Ich schenkte ein und baute die Getränke vor ihm auf, blieb eine Weile vor ihm stehen. Obwohl seine Frau bereits seit zwei Jahren tot war, hatte er immer gepflegt ausgesehen. Doch heute... sein Anzug wirkte zerknittert, die Krawatte hing windschief am Hemd, die grauen Haare fielen ihm wirr ins unrasierte Gesicht. Ich fuhr fort, die Tische zu wischen.
“Meine Frau hatte mich betrogen.”
“Was?”
“Ich sagte, meine Frau hatte mich hintergangen.” Grünlicht griff nach einem der Briefe und wedelte damit in der Luft herum.
“Sieh her, was ich gefunden habe.”
Ich stellte mich neben ihn.
“Hier, lies.”
‘Mein geliebter Joachim. In ein paar Tagen bin ich tot. Dann werde ich für immer mit dir vereint sein.’
“Joachim, wer ist das?”
“Ihr Verlobter.” Grünlicht stürzte den Korn hinunter. “Noch einen.”
Ich ging hinter die Theke. “Ihr Verlobter?”
“Ja, Else war verlobt gewesen, bevor wir geheiratet hatten. War auf der Straße überfahren worden, ihr Joachim.” Es sollte zynisch klingen, doch dann füllten sich Grünlichts Augen mit Tränen. “Ich habe die Briefe erst jetzt gefunden. Dreißig Jahre waren wir verheiratet, und jedes Jahr hat sie einen der Briefe geschrieben. An ihren toten Joachim. Nie hat sie ihn vergessen. Sie hat ihn immer geliebt.” Er vergrub das Gesicht in seinen Händen.
Ich blieb stumm. Was sollte ich auch sagen?
“Und was ist mit mir?”, schrie er. “Mit mir, der seine Frau die ganze Zeit angebetet hatte? Ich bringe sie um! Ich bringe sie beide um.”
Jetzt ist es soweit, dachte ich. Reif für den Psychiater.
Grünlicht stürzte den zweiten Korn hinunter und spülte mit Bier nach.
“Du glaubst mir wohl nicht, was?” Seine Augen zogen sich zusammen.
“Heinz. Woran habe ich die letzten beiden Jahre gearbeitet?”
“Weiß nicht. Ich denk, du hast Vorlesungen gehalten.”
“Ich meine, abends. Nach Feierabend.”
“Keine Ahnung. Papierflieger gebaut?”
Grünlicht bestellte einen weiteren Korn. Dann beugte er sich vor.
“Eine Maschine. Eine Zeitmaschine.”
“Was? Du spinnst.”
“Morgen bin ich weg. Und dann bringe ich sie um.”
Er rutschte vom Hocker, legte einen Schein auf den Tresen und verschwand in der Dunkelheit.
“Erich, Deine Briefe!”, rief ich ihm nach. Ich hielt sie unschlüssig in der Hand. Ich wollte sie nicht lesen. Es war zu… es war einfach nicht richtig. Der arme Mann. Ich steckte die Briefe zwischen die Gläser vor dem Spiegel.

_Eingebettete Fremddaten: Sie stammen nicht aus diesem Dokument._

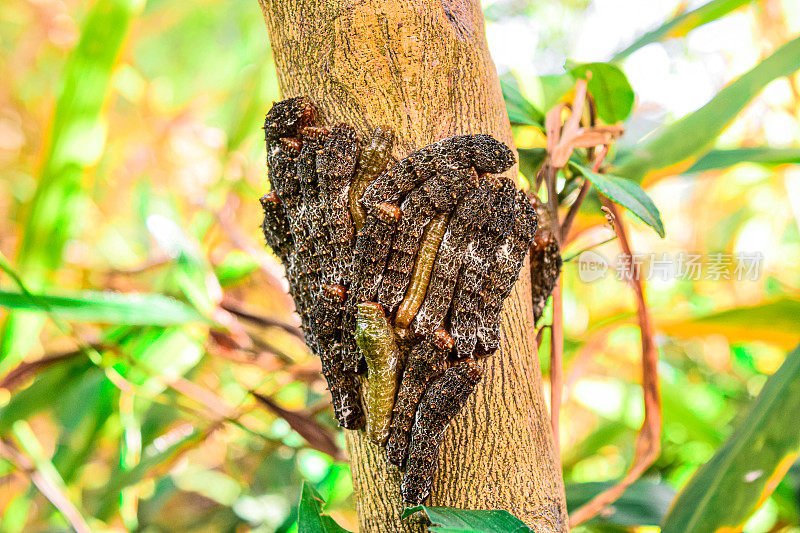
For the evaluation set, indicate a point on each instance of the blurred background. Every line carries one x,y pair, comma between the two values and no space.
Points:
131,161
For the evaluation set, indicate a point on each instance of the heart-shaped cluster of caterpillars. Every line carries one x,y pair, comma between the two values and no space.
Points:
398,269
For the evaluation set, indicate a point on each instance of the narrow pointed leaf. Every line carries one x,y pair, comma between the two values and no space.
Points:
613,94
309,513
675,147
683,24
449,520
642,504
106,307
628,194
762,155
520,110
723,494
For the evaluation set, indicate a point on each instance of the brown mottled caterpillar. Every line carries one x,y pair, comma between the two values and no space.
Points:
282,172
345,390
375,338
481,251
325,321
545,262
467,217
427,360
483,152
286,117
439,194
442,401
336,163
504,273
372,163
313,215
421,276
276,226
369,259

Als ich am nächsten Abend von meinem Alsterspaziergang kam und das Lokal auf machte, sah ich, wie Grünlicht in sein Haus ging. Und während ich die Tische wischte, blitzte und flackerte es wieder in seinem Keller. Doch diesmal war es anders. Als die Straßenlaternen an gingen, flackerten auch sie, auch das Licht in meinem Aquarium, und die Pumpe setzte aus. Meine Guppies und Doktorfische waren so verwirrt wie ich, bis das Flackern nach einer Weile aufhörte. Dann kamen die ersten Gäste.

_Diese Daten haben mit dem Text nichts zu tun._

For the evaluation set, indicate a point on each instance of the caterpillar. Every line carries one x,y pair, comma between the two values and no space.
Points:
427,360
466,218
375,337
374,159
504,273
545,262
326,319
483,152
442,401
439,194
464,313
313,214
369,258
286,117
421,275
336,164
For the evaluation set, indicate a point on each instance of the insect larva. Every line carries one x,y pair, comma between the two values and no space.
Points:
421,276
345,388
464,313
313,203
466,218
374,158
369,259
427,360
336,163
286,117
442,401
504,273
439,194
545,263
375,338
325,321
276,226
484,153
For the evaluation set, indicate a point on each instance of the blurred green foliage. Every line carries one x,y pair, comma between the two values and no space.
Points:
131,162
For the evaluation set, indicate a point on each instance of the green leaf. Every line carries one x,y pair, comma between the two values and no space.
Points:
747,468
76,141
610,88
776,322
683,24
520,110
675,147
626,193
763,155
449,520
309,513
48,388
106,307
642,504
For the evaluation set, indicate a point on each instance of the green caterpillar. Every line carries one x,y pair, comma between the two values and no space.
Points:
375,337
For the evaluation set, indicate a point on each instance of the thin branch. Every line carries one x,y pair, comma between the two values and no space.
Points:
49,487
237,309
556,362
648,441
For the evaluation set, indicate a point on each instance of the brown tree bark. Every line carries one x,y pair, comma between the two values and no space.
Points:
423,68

Den Abend darauf wurde ich von einer seltsamen Unruhe erfasst. Ich schaute immer wieder zu dem Haus hinüber. Es schien ohne Leben. Die Räume blieben dunkel, von Grünlicht keine Spur. So blieb es eine Woche, und ich fing an, den Mann zu vermissen. Dann, eines Abends, traten eine Frau und ein Mann aus dem Haus hervor und gingen Richtung Alsterpark. Ich konnte das Paar nicht erkennen. Es musste schon älter sein, und die Frau kam mir bekannt vor. Ich blickte auf die Uhr. Dann sah ich auf die Gläser vor dem Spiegel. Die Briefe waren verschwunden.

Am nächsten Abend kamen die Frau und der Mann wieder aus Grünlichts Haus und gingen zum Alsterpark hinunter. Ich sah auf die Uhr. Die gleiche Zeit. Wer war die Frau? Wo war Grünlicht? Ich nahm mir vor, den folgenden Abend länger spazieren zu gehen.

“Frau Grünlicht, das kann doch nicht wahr sein!”, rief ich aus.
“Sie müssen mich mit jemandem verwechseln,” meinte die Frau. “Ich heiße Schmidt. Komm, Joachim, wir gehen”, wandte sie sich an ihren Begleiter. Das Paar setzte seinen Weg fort. Ich hätte schwören können, es sei Grünlichts Frau. Aber die war schon seit zwei Jahren tot.
“Entschuldigen Sie, kennen Sie einen Mann namens Grünlicht?”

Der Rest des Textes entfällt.